Updated

From her window, Kizzie Edwards often would see the Ramirez children playing on their back porch, some of them tapping out tunes on a miniature xylophone.

"I used to wave to one of the little girls every morning," Edwards said. "I can't believe I can't do that anymore."

A fire swept through the Ramirez family's third-floor apartment on the city's North Side early Sunday, killing six children — five from the same family — and injuring three others and the family's mother.

The fire, Chicago's deadliest in years, may have been caused by a candle used for light in an apartment without electricity, officials said.

"This is the largest multiple fire fatality we've had from a single fire in quite a few years. I mean it's children. It's difficult for everyone involved," said a visibly shaken Fire Commissioner Raymond Orozco.

The three-bedroom apartment in the Rogers Park neighborhood had no smoke detectors, he said. The apartment hadn't had electricity since May, said John Dewey, a spokesman for utility Commonwealth Edison. He wouldn't say why it was turned off, citing confidentiality rules.

The fire broke out just after midnight, authorities said.

"The mother came running out with one child in her arms, screaming to the neighbors that there were other children inside," said Cmdr. Will Knight. "They asked her how many and she said `eight."'

Neighbor Derrell Dixon said two children appeared at a window and he and several other people held up a blanket, trying unsuccessfully to get them to jump to safety.

"The kids were screaming and screaming 'Help! Help! We're burning, we're burning!"' said Dixon, 22. He said he saw firefighters rescue one of the children with a ladder.

Another neighbor, Al Tillman, raced up the stairs, crawled inside the smoke-filled home and pulled a small, crying boy to safety. Afterward, thoughts of the boy's dead siblings haunted him.

"I'm shaken up because the other children didn't make it," the 32-year-old Tillman said. "I only heard one child. I wish I could have saved the others."

Firefighters found most of the children huddled in the apartment's front room, not far from the spot where the fire probably started, said fire department spokesman Larry Langford.
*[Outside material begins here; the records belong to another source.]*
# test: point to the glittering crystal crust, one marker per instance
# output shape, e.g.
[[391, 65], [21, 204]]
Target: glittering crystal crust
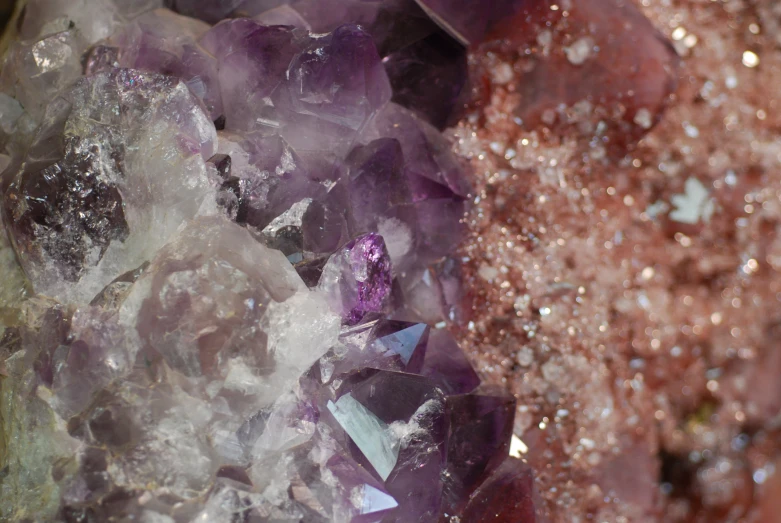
[[236, 238]]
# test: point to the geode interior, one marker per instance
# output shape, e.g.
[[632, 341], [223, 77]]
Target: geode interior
[[237, 245]]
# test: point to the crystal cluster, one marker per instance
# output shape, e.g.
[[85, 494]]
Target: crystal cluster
[[234, 238]]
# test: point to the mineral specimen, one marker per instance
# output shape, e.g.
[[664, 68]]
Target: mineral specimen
[[234, 237]]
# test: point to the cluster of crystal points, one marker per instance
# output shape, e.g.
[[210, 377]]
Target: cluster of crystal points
[[235, 236]]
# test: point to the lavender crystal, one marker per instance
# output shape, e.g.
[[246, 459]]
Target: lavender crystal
[[234, 236]]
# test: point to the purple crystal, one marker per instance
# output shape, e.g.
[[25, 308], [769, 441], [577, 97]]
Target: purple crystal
[[505, 497], [163, 42], [447, 365], [359, 277], [208, 10], [479, 432], [427, 69], [253, 59], [410, 459], [245, 241], [469, 21]]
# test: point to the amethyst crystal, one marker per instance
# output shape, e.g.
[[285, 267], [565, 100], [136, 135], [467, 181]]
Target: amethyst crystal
[[234, 241]]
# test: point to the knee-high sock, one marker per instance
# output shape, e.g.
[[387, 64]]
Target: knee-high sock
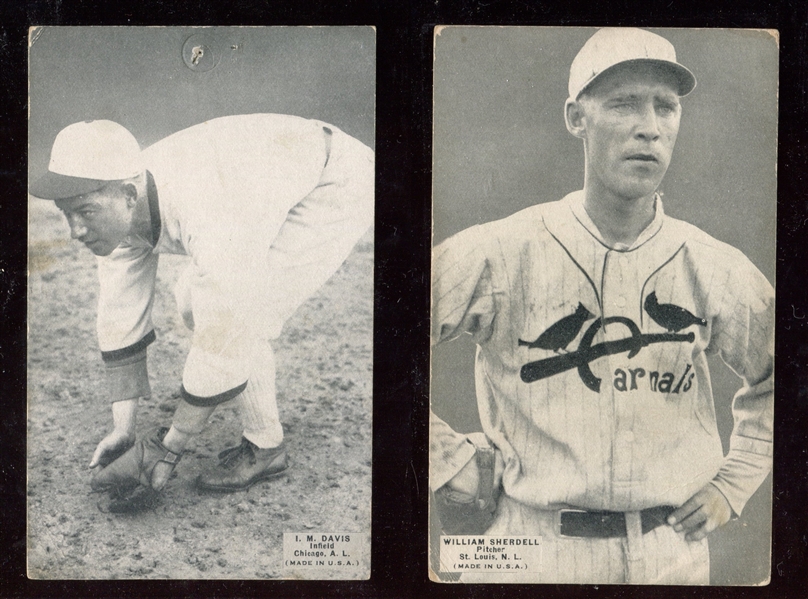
[[257, 405]]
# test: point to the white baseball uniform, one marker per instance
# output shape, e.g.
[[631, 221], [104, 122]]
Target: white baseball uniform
[[268, 207], [613, 408]]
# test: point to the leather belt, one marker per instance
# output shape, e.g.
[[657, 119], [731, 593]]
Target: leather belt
[[603, 525]]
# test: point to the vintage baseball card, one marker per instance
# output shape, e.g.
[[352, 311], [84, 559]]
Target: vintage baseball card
[[200, 302], [602, 319]]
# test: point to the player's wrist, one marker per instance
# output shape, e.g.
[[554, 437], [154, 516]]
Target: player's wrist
[[467, 480]]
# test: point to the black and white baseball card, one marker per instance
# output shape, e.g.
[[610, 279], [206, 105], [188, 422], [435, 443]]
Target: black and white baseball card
[[602, 305], [200, 302]]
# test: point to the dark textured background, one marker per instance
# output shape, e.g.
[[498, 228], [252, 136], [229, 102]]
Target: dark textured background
[[500, 145]]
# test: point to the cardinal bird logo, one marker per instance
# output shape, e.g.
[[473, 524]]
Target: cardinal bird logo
[[561, 334], [671, 317]]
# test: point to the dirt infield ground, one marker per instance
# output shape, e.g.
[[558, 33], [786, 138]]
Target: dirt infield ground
[[324, 363]]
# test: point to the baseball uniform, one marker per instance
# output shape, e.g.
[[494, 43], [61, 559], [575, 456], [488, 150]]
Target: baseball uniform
[[268, 207], [592, 380]]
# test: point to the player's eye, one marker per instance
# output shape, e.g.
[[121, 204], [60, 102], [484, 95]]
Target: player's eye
[[666, 109]]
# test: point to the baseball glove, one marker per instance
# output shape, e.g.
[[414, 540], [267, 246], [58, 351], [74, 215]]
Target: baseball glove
[[463, 514], [129, 478]]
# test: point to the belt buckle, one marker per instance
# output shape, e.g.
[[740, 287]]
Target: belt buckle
[[557, 523]]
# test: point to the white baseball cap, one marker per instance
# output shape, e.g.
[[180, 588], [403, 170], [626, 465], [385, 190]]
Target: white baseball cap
[[85, 157], [612, 46]]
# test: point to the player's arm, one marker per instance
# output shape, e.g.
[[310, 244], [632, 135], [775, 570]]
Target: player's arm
[[744, 337], [126, 294], [465, 473]]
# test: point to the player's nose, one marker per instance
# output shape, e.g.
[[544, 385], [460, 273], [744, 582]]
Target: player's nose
[[648, 124], [77, 228]]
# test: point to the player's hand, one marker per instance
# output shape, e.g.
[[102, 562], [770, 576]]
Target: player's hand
[[111, 447], [468, 479], [701, 514]]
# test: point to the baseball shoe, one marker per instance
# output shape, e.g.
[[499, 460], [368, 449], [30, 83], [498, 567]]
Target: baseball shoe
[[136, 466], [242, 466]]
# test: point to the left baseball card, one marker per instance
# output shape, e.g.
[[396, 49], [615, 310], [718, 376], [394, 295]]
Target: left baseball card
[[200, 302]]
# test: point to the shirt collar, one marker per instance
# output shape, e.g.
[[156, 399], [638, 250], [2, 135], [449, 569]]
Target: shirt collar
[[576, 204]]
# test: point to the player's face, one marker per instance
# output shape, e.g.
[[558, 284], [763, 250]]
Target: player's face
[[101, 220], [631, 123]]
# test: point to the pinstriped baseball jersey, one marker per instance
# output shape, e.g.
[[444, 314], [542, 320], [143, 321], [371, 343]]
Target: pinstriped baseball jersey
[[591, 366]]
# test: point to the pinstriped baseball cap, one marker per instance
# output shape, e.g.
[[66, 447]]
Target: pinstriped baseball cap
[[613, 46], [85, 157]]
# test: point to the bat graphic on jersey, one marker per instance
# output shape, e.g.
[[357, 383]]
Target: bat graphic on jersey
[[669, 316]]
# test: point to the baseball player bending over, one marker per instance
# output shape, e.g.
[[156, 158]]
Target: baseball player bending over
[[594, 316], [268, 207]]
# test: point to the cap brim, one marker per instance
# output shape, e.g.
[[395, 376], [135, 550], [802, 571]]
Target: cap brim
[[53, 186], [685, 78]]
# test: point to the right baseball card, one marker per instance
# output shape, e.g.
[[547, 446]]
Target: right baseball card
[[603, 305]]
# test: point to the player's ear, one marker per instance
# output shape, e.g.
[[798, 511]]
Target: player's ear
[[575, 118]]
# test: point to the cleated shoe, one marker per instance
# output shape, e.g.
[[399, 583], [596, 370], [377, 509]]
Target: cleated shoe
[[242, 466]]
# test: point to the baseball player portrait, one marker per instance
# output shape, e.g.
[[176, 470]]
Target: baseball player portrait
[[257, 386], [612, 401]]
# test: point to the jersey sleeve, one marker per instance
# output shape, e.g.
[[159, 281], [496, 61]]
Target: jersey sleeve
[[744, 338], [462, 290], [124, 325]]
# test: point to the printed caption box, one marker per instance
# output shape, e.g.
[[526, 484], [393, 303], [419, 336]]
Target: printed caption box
[[324, 550], [464, 553]]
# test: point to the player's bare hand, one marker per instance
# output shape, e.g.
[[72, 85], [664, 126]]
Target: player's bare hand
[[112, 447], [468, 479], [701, 514]]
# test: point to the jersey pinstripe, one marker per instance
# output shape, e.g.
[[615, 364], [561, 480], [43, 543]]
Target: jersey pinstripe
[[619, 416]]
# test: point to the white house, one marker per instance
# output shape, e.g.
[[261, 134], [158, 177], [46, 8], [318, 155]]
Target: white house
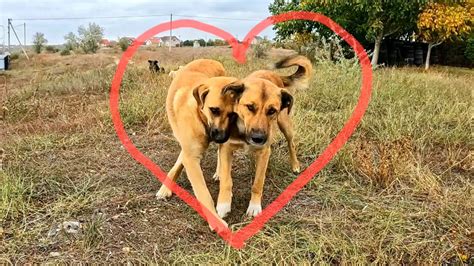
[[153, 41], [166, 40]]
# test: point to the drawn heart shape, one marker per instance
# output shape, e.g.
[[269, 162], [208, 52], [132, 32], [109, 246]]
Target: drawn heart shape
[[237, 239]]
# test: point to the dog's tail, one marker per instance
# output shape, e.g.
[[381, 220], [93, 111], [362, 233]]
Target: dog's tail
[[299, 79]]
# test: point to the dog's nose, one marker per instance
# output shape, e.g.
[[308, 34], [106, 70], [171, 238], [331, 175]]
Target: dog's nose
[[258, 137]]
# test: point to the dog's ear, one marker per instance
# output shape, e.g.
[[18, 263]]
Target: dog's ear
[[234, 89], [200, 93], [286, 100]]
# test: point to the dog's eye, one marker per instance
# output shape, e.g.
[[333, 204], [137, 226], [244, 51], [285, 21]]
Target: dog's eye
[[215, 111], [251, 107], [271, 111]]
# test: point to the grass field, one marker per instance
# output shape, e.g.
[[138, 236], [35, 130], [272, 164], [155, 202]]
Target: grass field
[[400, 191]]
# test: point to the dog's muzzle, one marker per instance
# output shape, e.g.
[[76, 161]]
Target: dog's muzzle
[[257, 137], [218, 135]]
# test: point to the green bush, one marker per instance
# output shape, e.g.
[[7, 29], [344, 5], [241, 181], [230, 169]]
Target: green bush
[[51, 49], [260, 49], [65, 51], [124, 43], [469, 52]]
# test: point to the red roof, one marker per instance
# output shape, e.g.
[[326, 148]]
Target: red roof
[[105, 42]]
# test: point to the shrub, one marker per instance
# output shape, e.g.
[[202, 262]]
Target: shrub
[[260, 50], [124, 43], [469, 52], [51, 49], [14, 56], [65, 52]]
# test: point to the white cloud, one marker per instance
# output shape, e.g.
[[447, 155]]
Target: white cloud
[[54, 30]]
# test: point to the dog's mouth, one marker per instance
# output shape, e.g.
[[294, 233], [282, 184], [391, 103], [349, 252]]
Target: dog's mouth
[[257, 140], [218, 135]]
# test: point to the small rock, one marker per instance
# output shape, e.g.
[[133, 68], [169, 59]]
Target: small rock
[[54, 231], [54, 254], [71, 227]]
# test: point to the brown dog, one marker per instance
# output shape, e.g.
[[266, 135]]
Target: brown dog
[[198, 113], [263, 101]]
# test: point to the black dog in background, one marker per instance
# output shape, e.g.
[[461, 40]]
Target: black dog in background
[[155, 66]]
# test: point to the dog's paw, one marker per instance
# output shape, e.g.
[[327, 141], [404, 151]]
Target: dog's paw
[[254, 209], [223, 209], [220, 227], [164, 192]]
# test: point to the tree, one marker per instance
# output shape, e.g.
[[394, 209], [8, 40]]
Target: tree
[[90, 37], [123, 43], [72, 42], [202, 42], [210, 42], [39, 41], [367, 20], [440, 22]]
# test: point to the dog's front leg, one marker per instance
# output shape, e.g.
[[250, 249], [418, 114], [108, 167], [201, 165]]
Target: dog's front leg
[[173, 174], [192, 165], [262, 157], [224, 200], [286, 127], [216, 174]]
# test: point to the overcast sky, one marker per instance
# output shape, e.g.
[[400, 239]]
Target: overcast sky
[[55, 30]]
The dead were identified by the Cook County Medical Examiner's office as Vanessa Ramirez, 14; Eric Ramirez, 12; Suzette Ramirez, 10; Idaly Ramirez, 6; and Kevin Ramirez, 3. The sixth, Escarlet Ramos, 3, was being baby-sat by the Ramirez family, friends said.

Rosario Fordley, a nursing supervisor at Thorek Memorial Hospital, said the 40-year-old mother and a 3-month-old girl were discharged after being treated for smoke inhalation. Two other children were at other hospitals and their conditions were not immediately released.

A friend of one of the Ramirez children said their mother originally was from Mexico but the family had been in the United States for at least 16 years.

Throughout the day, neighbors and friends of the victims left bouquets of flowers, as well as teddy bears and dolls, under the charred-black window of the gutted apartment. Dozens of area residents gathered on sidewalks outside the building, some of them crying and hugging each other; others just pointed at the scene, shaking their heads.

One of the most recent deadly fires involving children was one on March 29 that killed four children and seriously injured two adults on the city's southwest side. A preliminary investigation suggested the fire was caused by an electrical malfunction. The home had no working smoke detectors.

On Sunday, about a dozen firefighters handed out free smoke detectors in a two-block area around the apartment building.

"The community is in shock," Jasmin Lamb, 16, said tearily as she placed pink and white carnations on the sidewalk near the apartment. "They were a nice, warm family."